Un rinvio che ha fatto andare all’attacco l’opposizione di SiAmo Montefalco. La variazione, fanno sapere dalla minoranza, si è resa necessaria in virtù del ritardo con cui la relazione dell’organo di Revisione dei Conti è arrivata in Comune, e cioè “soltanto - spiegano - nella giornata di mercoledì”, quando invece l’articolo 7 del regolamento del consiglio comunale prevede che “i documenti in discussione vengano forniti ai consiglieri con almeno tre giorni lavorativi (e dunque utili) di anticipo rispetto alla data della seduta consiliare”. Un ritardo che, come detto, non è andato giù all’opposizione. “Il modo in cui si sta comportando l’amministrazione è veramente inaccettabile - hanno dichiarato -. Hanno avuto tutto il tempo per fare gli atti e trasmetterli a chi di competenza, ma si sono ridotti come sempre all’ultimo secondo”.

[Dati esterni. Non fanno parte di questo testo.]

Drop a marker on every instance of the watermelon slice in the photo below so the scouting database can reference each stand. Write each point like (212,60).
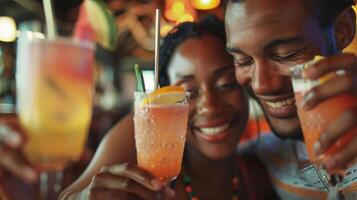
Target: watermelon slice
(96,23)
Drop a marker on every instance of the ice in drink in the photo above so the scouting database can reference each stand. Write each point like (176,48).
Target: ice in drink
(160,132)
(55,88)
(315,121)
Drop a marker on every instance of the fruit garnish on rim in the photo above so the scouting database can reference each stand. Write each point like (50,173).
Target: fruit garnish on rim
(96,23)
(165,95)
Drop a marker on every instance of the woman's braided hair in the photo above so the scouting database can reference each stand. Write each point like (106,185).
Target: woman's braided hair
(208,25)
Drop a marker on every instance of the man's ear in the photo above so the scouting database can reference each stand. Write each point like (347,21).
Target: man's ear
(345,28)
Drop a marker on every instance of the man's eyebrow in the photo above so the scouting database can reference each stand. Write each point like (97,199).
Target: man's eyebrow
(282,41)
(184,76)
(221,70)
(271,44)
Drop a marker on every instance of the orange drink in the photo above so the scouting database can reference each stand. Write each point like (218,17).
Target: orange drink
(54,90)
(316,120)
(160,132)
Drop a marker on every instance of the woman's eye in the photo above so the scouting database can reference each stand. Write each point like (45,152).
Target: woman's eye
(193,93)
(287,56)
(244,62)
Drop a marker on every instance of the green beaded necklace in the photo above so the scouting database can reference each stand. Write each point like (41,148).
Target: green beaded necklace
(192,194)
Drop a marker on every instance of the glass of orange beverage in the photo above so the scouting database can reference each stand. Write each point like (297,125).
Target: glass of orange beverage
(54,80)
(317,119)
(160,120)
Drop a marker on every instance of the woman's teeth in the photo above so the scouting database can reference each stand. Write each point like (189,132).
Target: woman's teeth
(214,130)
(280,104)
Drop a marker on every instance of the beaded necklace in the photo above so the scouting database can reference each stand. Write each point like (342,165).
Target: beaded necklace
(192,195)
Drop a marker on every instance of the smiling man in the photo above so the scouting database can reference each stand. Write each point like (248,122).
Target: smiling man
(264,35)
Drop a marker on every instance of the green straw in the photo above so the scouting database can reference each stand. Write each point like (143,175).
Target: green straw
(50,21)
(140,84)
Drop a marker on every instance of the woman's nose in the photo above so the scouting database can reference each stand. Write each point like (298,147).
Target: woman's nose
(209,102)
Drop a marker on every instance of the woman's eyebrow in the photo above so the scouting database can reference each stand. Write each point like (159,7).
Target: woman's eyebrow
(223,69)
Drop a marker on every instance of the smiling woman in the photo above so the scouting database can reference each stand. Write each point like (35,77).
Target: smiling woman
(194,57)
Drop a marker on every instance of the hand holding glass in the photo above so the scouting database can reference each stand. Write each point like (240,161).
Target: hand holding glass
(54,81)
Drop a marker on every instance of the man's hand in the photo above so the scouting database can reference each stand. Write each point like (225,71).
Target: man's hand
(345,83)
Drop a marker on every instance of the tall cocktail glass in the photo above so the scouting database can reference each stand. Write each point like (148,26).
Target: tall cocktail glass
(317,119)
(54,80)
(160,133)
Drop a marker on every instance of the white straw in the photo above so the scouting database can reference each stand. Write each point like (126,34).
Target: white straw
(157,35)
(50,22)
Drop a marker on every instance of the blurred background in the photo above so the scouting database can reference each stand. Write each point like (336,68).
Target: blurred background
(115,80)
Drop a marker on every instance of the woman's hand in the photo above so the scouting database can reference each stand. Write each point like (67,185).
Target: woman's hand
(18,179)
(124,181)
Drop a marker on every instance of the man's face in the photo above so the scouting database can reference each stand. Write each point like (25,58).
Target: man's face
(263,35)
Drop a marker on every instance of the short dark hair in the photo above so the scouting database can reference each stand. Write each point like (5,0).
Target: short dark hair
(208,25)
(325,11)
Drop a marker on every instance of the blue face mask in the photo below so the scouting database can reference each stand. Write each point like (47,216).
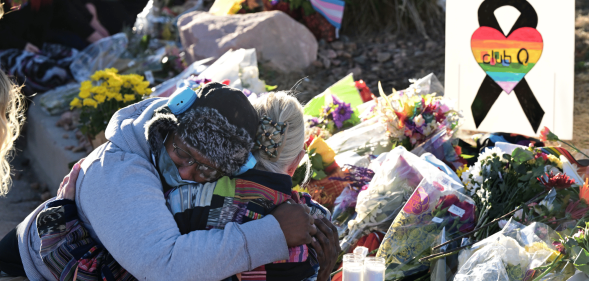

Da qui, dunque, la richiesta di rinvio della seduta della massima assise cittadina, “al fine - ribadiscono i consiglieri di SiAmo Montefalco - di avere più tempo a disposizione per esaminare gli atti”. Un rinvio che dall’opposizione avrebbero voluto per lunedì 2 novembre, nel rispetto dei tre giorni canonici, salvo poi venire a sapere che la convocazione è, invece, per sabato 31 ottobre alle 11. "Con un'eventuale riunione di seconda convocazione - si legge nella comunicazione inviata dal Comune - per il prossimo lunedì 2 novembre, alle 9".

“Appreso che la maggioranza intendesse rinviare la seduta di appena 12 ore - sottolineano - in conferenza dei capigruppo si è verbalizzato che la data proposta del 31 non consentiva di rispettare i tre giorni (liberi) di anticipo previsti dal regolamento del consiglio comunale”. “L’operato dell’amministrazione - concludono quindi dalla minoranza - si palesa come l’ennesimo smacco alle regole, nonché il frutto di quel pressappochismo che ha condotto il Comune al dissesto e che, sprezzante della gravità della cosa, ora vorrebbe sbrigare la pratica quasi come se fosse una passeggiata di salute”.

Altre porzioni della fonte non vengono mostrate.